A PUNIÇÃO DO BLASFEMO - Narrativa Clássica de Terror - Antonio de Torquemada


A PUNIÇÃO DO BLASFEMO
Antonio de Torquemada
(c. 1507 – 1569)

Haverá dezessete ou dezoito anos, passou-se um acontecimento perto de uma vila chamada Benavides.

Vindo dois homens pelo campo, em um dia que se fazia tempestuoso, de mui grandes ventos, levantou-se um torvelinho tão grande e tão forte que causou assombro em muitos que o viam.

Estes dois homens, querendo fugir do torvelinho, que vinha em sua direção, e para que redemoinho não os alcançasse, puseram-se a correr apressadamente. Mas a carreira não foi suficiente a evitar que o torvelinho os apanhasse e os envolvesse em seu interior.
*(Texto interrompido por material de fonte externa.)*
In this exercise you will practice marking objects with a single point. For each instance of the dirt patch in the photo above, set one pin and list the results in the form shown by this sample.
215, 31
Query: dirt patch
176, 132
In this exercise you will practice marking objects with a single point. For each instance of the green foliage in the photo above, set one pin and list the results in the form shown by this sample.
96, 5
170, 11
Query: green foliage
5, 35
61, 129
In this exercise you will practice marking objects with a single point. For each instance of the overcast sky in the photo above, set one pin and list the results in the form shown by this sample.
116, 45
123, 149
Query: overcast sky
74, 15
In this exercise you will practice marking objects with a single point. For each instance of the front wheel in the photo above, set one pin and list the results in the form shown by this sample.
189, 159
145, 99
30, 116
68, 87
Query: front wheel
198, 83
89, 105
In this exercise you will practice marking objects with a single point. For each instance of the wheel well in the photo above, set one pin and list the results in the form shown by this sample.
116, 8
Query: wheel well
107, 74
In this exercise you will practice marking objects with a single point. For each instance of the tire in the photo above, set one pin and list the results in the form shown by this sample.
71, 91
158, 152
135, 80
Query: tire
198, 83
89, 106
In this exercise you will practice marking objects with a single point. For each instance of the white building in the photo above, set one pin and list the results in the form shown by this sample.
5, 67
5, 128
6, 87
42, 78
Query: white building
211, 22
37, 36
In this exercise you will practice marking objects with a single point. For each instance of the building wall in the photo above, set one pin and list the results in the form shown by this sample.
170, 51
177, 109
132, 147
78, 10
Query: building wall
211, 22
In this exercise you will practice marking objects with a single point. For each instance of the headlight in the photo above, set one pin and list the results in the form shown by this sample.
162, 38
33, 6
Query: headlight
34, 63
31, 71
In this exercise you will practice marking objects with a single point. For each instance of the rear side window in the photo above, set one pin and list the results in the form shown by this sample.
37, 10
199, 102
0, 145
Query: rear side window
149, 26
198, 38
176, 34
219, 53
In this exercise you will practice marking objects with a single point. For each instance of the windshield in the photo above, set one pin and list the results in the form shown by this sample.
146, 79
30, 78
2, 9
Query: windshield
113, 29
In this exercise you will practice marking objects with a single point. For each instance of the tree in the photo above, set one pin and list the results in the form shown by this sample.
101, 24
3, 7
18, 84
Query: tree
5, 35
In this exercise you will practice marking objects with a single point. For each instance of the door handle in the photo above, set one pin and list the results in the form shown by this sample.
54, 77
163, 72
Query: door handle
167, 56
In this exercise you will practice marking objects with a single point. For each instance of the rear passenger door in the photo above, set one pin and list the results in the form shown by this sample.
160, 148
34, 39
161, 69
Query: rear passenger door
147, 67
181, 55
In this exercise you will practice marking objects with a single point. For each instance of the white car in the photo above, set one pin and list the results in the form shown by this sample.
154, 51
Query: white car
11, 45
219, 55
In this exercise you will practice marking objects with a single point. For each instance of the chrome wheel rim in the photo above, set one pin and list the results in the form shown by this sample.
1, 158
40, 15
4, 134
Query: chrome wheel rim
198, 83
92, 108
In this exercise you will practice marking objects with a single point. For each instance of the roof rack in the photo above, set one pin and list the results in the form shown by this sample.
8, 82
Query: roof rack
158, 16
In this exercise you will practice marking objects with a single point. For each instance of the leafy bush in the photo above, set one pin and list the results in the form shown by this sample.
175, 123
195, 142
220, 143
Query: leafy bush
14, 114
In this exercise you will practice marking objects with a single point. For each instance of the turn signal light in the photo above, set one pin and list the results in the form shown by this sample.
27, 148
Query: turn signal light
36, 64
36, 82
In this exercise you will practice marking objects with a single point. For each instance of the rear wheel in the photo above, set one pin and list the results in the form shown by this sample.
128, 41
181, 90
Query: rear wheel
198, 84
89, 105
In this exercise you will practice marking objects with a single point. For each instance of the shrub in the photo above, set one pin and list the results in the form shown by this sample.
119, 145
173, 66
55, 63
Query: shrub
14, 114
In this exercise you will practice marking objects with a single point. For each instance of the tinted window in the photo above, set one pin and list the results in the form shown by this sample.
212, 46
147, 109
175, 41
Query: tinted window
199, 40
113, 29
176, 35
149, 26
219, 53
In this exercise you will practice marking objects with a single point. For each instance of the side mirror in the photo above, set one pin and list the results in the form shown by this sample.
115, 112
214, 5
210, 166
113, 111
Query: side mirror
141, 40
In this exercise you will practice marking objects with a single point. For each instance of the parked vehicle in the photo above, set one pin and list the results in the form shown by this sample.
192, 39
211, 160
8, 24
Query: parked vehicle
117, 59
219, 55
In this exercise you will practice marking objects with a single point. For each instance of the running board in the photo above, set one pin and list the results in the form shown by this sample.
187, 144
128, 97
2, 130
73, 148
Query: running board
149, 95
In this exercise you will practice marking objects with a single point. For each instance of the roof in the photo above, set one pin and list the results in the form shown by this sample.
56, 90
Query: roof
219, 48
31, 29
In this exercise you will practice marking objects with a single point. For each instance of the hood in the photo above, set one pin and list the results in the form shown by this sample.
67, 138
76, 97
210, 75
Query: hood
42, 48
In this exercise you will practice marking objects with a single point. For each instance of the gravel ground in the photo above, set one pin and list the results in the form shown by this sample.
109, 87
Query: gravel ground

E, temendo que fossem arrebatados aos ares, eles estiraram-se no chão, onde o torvelinho permaneceu uns bons instantes sobre eles.
 
Depois, passando adiante o redemoinho, um dos que estavam estendidos no chão se levantou tão fatigado e atormentado que mal podia manter-se de pé. Seguiu direto para onde estavam os que o observavam. Estes, vendo que o outro homem não fazia mostra de se levantar, nem de se mexer, foram ver o que se passava, porque o encontraram morto e com sinais dignos de admiração: tinha os ossos todos tão moídos que era coisa fácil revirar as canelas nas pernas e nos braços de um lado para os outros. Todo o seu corpo parecia feito de massa. E, demais disto, não tinha língua, arrancada que fora desde a raiz. Procurada, a língua não foi encontrada. 

Houve alguns inquéritos judiciais sobre este incidente e, enfim, todos vieram a decidir que este homem jurava e blasfemava muitas vezes e que, por causa disto, Deus permitira que morresse antes que mais o ofendesse com blasfêmias da língua. Pode meio daquela língua, quis dar mostra de um sinal, visto como foi arrancada e nunca pôde ser achada.

Narrativa constante do Jardín de Flores Curiosas, 1575.